11 MAR - Il trapianto di midollo osseo è una delle opzioni che l’ematologo può valutare nel trattamento delle malattie del sangue. Viene utilizzato solo in alcuni pazienti che presentano forme di linfoma particolarmente aggressive. Nella maggioranza dei casi questa modalità terapeutica costituisce infatti una terapia di seconda linea o “di salvataggio” dopo che si è documentata una ricaduta della malattia oppure quando la malattia è resistente alla terapia di prima linea. Il trapianto può essere considerato parte della terapia di prima linea soltanto in alcuni tipi di linfoma come il linfoma mantellare o quello linfoblastico. Alessandro Rambaldi, direttore U.S.C. Ematologia e Trapianto di Midollo Osseo, Azienda Ospedaliera Papa Giovanni XXIII – Bergamo, ci spiega qualcosa in più su questa terapia.
 
“Nella grande maggioranza dei casi il trapianto di cellule staminali emopoieticheviene effettuato utilizzando le cellule dello stesso paziente (trapianto autologo) che sono prima raccolte e poi congelate nel corso del programma terapeutico. Questa procedura consente al medico di impiegare dosi molto elevate di chemioterapia, in alcuni casi combinata alla radioterapia, in modo da vincere la resistenza del linfoma”, ha spiegato. “A questi dosaggi terapeutici tuttavia anche il midollo osseo normale del paziente viene danneggiato. L’infusione delle cellule staminali autologhe dopo questa “megadose” di chemio-radioterapia permette al malato di superare la tossicità del trattamento e spesso porta ad ottenere una guarigione definitiva della malattia.”
 
Ma in alcuni pazienti anche questa terapia non è efficace.“In una piccola frazione di pazienti che purtroppo si dimostrano resistenti anche a questa modalità terapeutica, è possibile ricorrere al trapianto allogenico.

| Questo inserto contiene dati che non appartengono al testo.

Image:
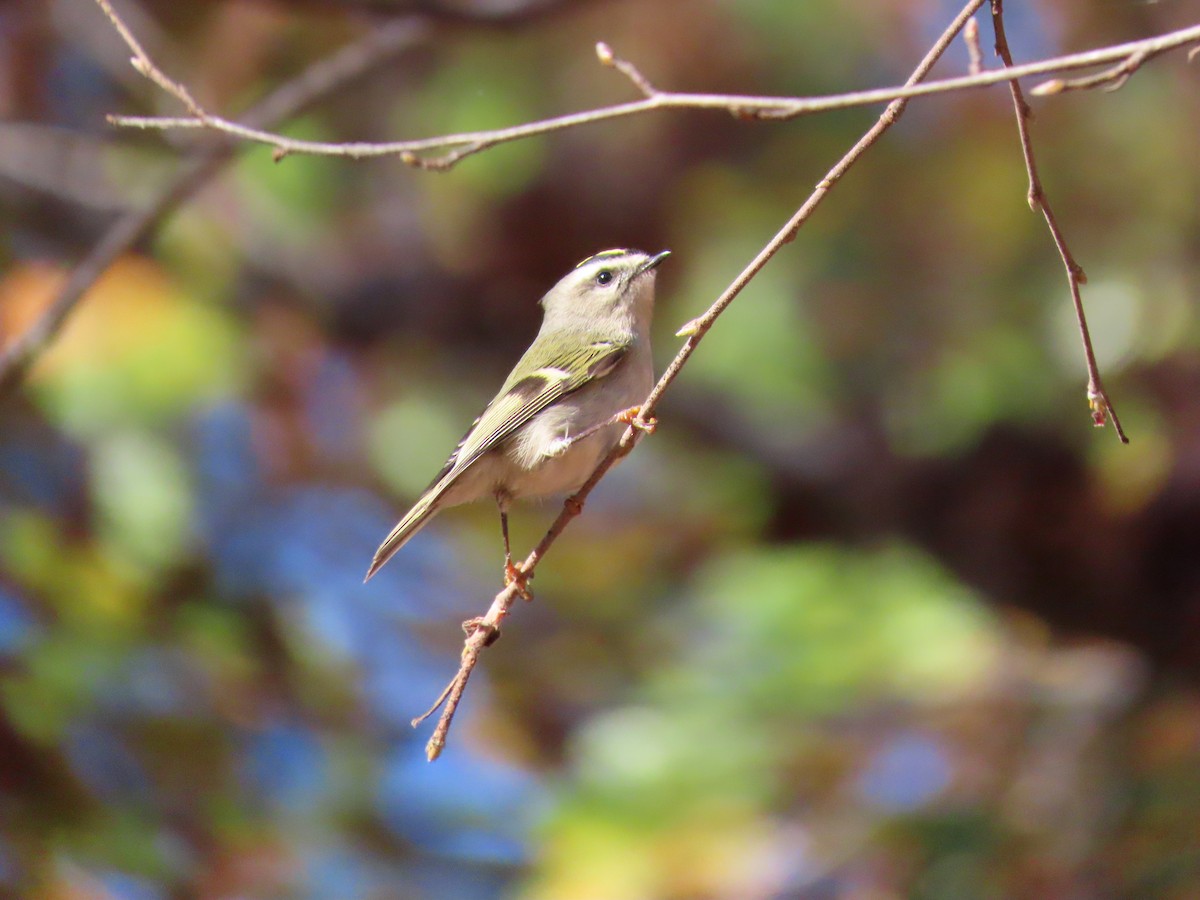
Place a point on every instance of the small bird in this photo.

Questa tipologia di trapianto richiede l’individuazione di un donatore compatibile (reperibile tra i familiari o nei registri internazionali dei donatori che oggi raccolgono oltre 20 milioni di volontari). Rispetto al trapianto autologo, quello allogenico aggiunge anche un effetto immunologico di controllo della patologia, infatti per quanto compatibile ogni donatore resta comunque un po’ diverso rispetto al paziente. Questa minima ma fondamentale diversità permette al sistema immunitario del donatore di attaccare e distruggere anche le residue cellule linfomatose e consentire così la guarigione persino ai pazienti più resistenti alla chemioterapia”, ha continuato. “Purtroppo questo effetto immunologico può essere diretto contro le cellule sane del ricevente, evenienza che può essere motivo di tossicità anche molto grave generando la cosiddetta ‘malattia del trapianto contro l’ospite’. È per questo che il trapianto allogenico è ancora indicato solo per una piccola percentuale di pazienti di età non superiore ai 65 anni e che non abbiano significative patologie associate”.
 
Quali sono i risultati e le percentuali di sopravvivenza e di guarigione?“I risultati sono diversi a seconda del tipo di linfoma. In generale possiamo dire che il trapianto di cellule staminali emopoietiche autologhe consente di ottenere una remissione completa nella maggior parte dei pazienti con linfoma che hanno ricadute della malattia dopo una precedente linea di terapia”, ha conluso Rambaldi. “Questa remissione è duratura nel tempo in oltre il 50% dei casi. Per i pazienti che non rispondono alla terapia di salvataggio o per quei pazienti che ricadono dopo essere stati trattati con essa, si può porre l’indicazione al trapianto allogenico che permette di guarire in maniera definitiva oltre la metà di questi pazienti”.